Co-first authors of the Cell Host & Microbe report are Jin Leng, PhD, MGH Infectious Disease and Ragon Institute, and Hsin-Pin Ho, York College, City University of New York (CUNY). Additional co-authors are Maria Buzon, Florencia Pereyra, Bruce Walker and Xu Yu, Ragon Institute; and Emmanuel Chang, CUNY. The International HIV Controllers study has been supported by the Mark and Lisa Schwartz Foundation and the Bill and Melinda Gates Foundation. Additional support for this study includes National Institutes of Health grants AI098487, AI106468, AI089339, AI098480, and AI100699; American Foundation for AIDS Research grant 108302-51-RGRL; and Doris Duke Charitable Foundation grant 2009034.
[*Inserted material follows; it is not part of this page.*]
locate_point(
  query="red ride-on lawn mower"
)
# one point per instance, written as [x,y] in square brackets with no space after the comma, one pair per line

The Ragon Institute of MGH, MIT and Harvard was established in 2009 with a gift from the Philip T. and Susan M. Ragon Foundation, creating a collaborative scientific mission among these institutions to harness the immune system to combat and cure human diseases. The primary initial focus of the institute is to contribute to the development of an effective AIDS vaccine. The Ragon Institute draws scientists and engineers from diverse backgrounds and areas of expertise across the Harvard and MIT communities and throughout the world, in order to apply the full arsenal of scientific knowledge to understanding mechanisms of immune control and immune failure and to apply these advances to directly benefit patients.